An empowerment that unfortunately unfortunately has the same downside as the birth control pill for decades: It does allow women to take contraception into their own hands. But it also brings with it the responsibility of having to do it – since apart from condoms (and vasectomies) there are as yet no methods available that make men responsible.

Instead of inventing what feels like a hundredth product for female hormonal contraception, it might make more sense to research an active ingredient for men – indeed, and the pill for men could be on the market in about ten years. This would ensure more justice because both partners could freely decide who would do the contraception – if they decided against the condom. In addition, the pill would have fewer side effects for men at the current level. So why take beaten paths again??

The last thing we need is a hormonal contraceptive

In addition, the price of power for women is damn high: hormonal contraceptives are very safe and uncomplicated, and therefore widely used. But they mean a radical intervention in the hormone balance and involve a potpourri of risks – from physical complaints such as headaches, chest complaints or vaginal yeast infections to psychological problems such as a reduced libido and depression. In addition, the hormone residues in the water pollute our environment.

Even if baby-free bling bling would probably get by with a comparatively low dosage, the last thing we need is a method that makes hormonal contraception “even more appealing” for women (as the researchers put it). On the contrary, we should ensure that hormone-free contraception – such as condoms or natural family planning – is more appealing to everyone. This includes sufficient information so that everyone can choose the best one from the various options.
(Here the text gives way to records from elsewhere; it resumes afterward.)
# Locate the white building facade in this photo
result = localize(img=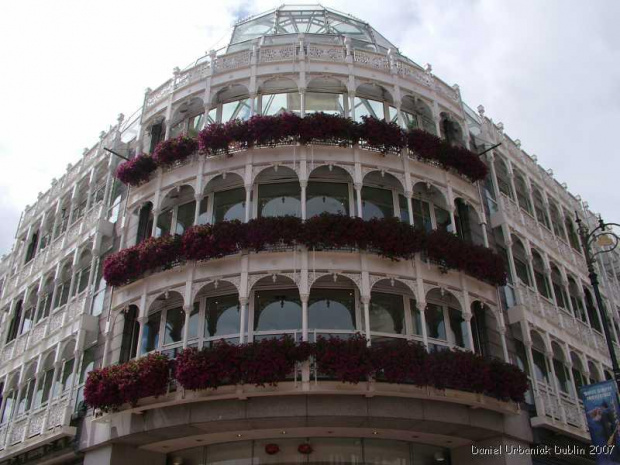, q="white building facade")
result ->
[0,6,620,465]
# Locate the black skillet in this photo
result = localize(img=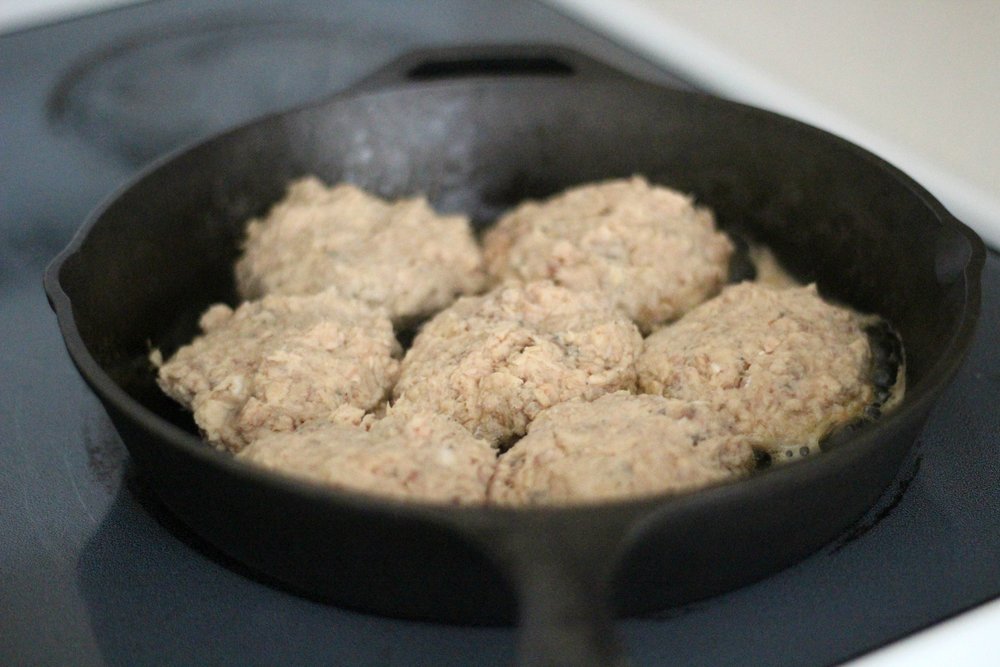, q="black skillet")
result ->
[45,47,984,665]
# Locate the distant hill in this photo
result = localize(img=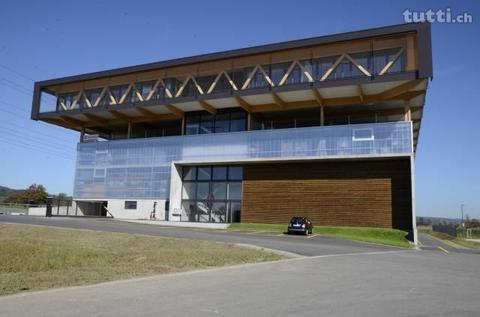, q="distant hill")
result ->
[0,186,23,202]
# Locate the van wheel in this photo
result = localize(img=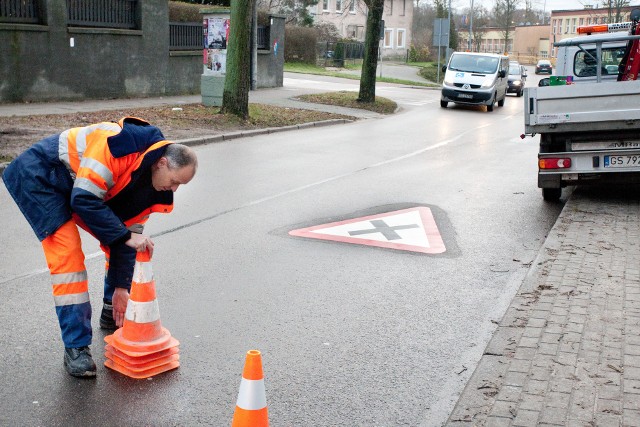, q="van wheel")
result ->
[542,188,562,202]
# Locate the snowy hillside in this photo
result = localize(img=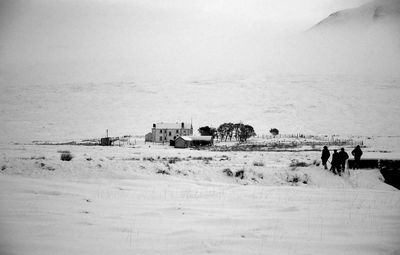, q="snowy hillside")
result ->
[314,0,400,32]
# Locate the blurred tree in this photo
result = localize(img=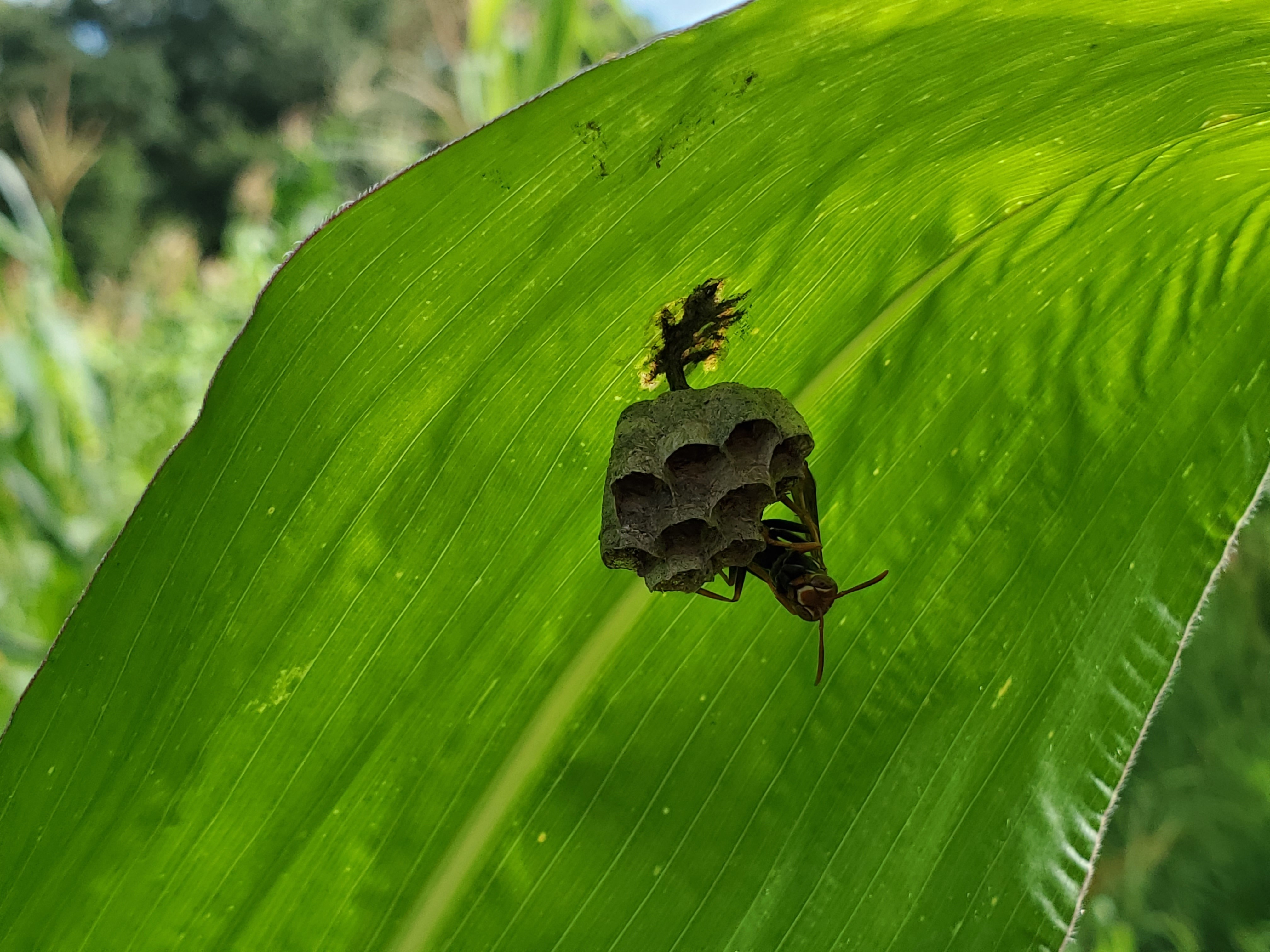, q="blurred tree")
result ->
[0,0,650,277]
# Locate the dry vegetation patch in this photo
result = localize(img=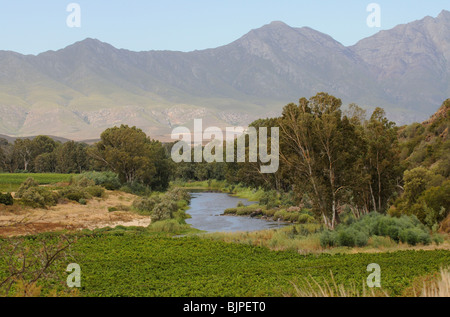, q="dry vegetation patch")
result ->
[0,191,151,237]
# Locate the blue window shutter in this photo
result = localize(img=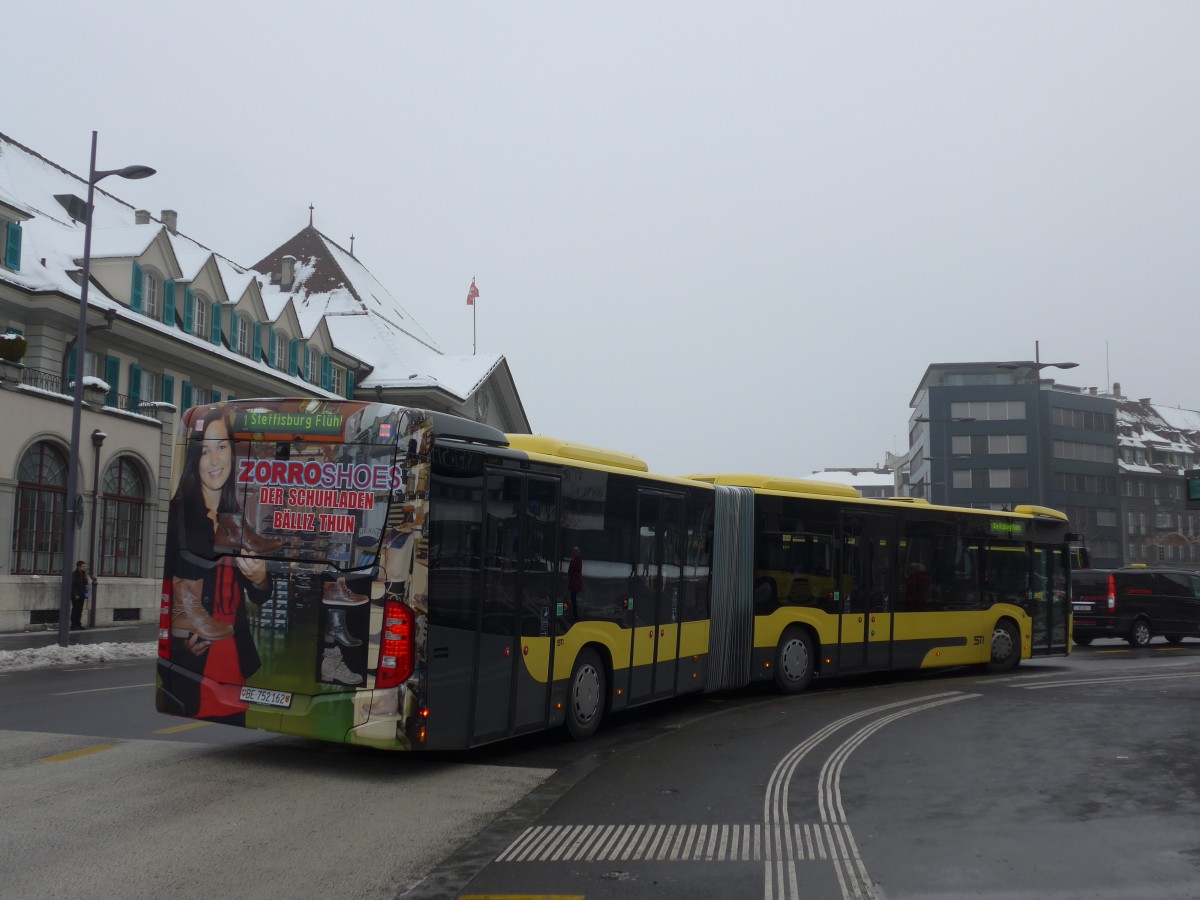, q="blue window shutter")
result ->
[104,356,121,407]
[130,263,144,312]
[162,278,175,325]
[4,222,20,271]
[184,288,196,335]
[130,362,142,409]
Contraceptive jewelry trivializes the use of a drug

The majority currently choose hormonal contraceptives anyway. The fact that the inhibition threshold can now be made even lower by putting it in a pretty piece of jewelry sends a problematic signal. If Professor Prausnitz sells it as an "advantage" that "a woman can get these medicated earring backs and then combine them with different earrings that she wants to wear," it plays down the use – and makes the potential wearers possible less sensitive to the risks.

The announcement that one wants to enable a "more discreet" form of contraception is also questionable. Because it resonates: “A plaster is ugly – stay attractive to your spouse and wear an ear plug instead!” Apart from the fact that there are also a lot of women who don’t wear jewelry and therefore fall out of the grid: we don’t do contraception better if we make them invisible. Especially not within a partnership, where both should deal with the topic openly and responsibly. A birth control pill is not a smartie and a contraceptive patch is not an accessory – even if it disguises itself well.